IC: How do you discover these places?
IH: Some of the sites I visited early on were well known, and turned out to be relatively easy to find. Since then I’ve become far more interested in discovering new places. This involves a combination of research, map reading, exploration of local records and sometimes just driving around an area. Sometimes an accidental find occurs. There are more abandoned buildings out there than people think.
IC: Do you visit the sites alone?
IH: I’ve visited a few sites alone, but find it a little unnerving. It’s good to have someone with you that you can trust, in case you get into a spot of bother. I’ve made some good friends exploring, and that often makes for a great day out.
IC: How do you access the sites?
IH: If there isn’t an open door or window I don’t access a site. Breaking and entering is a criminal offence, and I’d rather stay on the right side of the law. Also, I’m not one for heights, so it’s downstairs access or nothing for me!
IC: Have you ever had any awkward situations – people visiting, people already there etc?
IH: My first asylum exploration was pretty awkward. I’d gone with a friend and we’d only been in the building a short while and we heard a lot of banging and voices. We hid for a while and could hear things being moved around downstairs in the building. Eventually I poked my head around a door and saw a bunch of photographers moving stuff around to set up a shot. Quite a relief. I’ve been escorted off premises by angry farmers and local thugs, but never been injured or harmed. I’m careful to check for rotting floors/ceilings before I ever get my camera out. If it’s not safe, I don’t go in.

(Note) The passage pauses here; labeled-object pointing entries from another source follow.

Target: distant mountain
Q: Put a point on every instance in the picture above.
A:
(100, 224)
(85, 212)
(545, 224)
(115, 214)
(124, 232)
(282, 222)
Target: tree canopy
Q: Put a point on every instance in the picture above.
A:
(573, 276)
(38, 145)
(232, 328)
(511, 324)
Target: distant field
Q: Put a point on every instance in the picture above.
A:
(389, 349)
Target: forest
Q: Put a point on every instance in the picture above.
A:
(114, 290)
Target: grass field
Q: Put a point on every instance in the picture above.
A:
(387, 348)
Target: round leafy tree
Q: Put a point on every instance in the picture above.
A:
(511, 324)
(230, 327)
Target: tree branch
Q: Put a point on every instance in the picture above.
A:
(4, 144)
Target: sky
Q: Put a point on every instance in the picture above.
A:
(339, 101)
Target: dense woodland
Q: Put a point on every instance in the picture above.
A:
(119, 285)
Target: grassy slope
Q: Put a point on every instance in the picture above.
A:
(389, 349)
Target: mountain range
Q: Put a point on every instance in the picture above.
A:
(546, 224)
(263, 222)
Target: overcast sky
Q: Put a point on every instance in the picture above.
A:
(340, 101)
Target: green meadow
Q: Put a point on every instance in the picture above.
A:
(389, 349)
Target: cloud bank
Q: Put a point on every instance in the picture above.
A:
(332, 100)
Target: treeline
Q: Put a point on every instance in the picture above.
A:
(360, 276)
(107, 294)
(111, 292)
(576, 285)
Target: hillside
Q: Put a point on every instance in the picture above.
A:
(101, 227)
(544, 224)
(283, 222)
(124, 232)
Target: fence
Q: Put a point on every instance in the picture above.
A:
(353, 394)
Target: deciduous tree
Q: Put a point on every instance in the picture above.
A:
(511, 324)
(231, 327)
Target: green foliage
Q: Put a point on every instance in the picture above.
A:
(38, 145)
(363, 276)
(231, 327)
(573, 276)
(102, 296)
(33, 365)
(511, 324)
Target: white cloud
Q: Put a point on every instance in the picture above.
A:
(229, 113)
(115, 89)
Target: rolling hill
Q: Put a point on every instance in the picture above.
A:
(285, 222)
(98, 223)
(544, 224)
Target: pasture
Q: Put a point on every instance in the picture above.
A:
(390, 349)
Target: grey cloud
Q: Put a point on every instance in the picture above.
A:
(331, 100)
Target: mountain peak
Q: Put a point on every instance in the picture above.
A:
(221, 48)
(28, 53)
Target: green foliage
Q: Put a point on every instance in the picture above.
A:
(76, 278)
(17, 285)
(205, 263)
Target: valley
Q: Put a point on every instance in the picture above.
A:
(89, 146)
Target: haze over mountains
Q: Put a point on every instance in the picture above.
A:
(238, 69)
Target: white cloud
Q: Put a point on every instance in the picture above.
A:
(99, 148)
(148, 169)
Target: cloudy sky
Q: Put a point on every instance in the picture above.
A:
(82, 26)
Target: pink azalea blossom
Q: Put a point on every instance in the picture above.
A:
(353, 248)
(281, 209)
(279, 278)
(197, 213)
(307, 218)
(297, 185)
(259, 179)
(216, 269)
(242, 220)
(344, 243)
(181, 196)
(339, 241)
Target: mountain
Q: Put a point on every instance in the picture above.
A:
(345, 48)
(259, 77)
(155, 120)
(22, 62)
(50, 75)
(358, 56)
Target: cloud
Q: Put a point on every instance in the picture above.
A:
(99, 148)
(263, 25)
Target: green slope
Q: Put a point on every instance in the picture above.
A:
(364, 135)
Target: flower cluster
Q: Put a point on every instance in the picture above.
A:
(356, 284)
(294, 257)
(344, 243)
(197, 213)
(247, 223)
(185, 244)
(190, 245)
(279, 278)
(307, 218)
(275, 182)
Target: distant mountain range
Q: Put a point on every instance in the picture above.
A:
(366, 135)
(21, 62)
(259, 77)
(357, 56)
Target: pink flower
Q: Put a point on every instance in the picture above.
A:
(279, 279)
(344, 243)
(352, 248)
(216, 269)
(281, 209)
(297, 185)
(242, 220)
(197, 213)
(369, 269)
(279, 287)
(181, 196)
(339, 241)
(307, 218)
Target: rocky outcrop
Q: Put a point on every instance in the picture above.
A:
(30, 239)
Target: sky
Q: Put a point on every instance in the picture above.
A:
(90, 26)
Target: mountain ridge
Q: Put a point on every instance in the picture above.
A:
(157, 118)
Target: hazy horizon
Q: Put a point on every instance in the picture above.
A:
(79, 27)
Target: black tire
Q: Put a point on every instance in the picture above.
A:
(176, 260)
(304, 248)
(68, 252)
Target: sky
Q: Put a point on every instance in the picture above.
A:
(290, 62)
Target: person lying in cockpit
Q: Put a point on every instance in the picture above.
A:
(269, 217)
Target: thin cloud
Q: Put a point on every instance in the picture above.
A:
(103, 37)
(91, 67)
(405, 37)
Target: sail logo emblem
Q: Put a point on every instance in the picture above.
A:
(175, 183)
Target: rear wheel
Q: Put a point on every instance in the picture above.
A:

IC: Are there any plans for Antonymes material any time soon?
IH: There are always plans for new Antonymes material. I’m slowly working away on an album for the Australian label, Hidden Shoal. I’d originally scheduled the release for September 2012, but it’s taken far longer than anticipated. I’m never in a hurry to release things, and like them to unfold in their own time. I’m working with Sardinian composer Stefano Guzzetti on this release. He’s doing the final mixes on the completed tracks and helping me finish the remaining material. It’s very different to last year’s There can Be No True Beauty Without Decay. It’s got a much grander, orchestral sound to it. I can’t wait for people to hear it.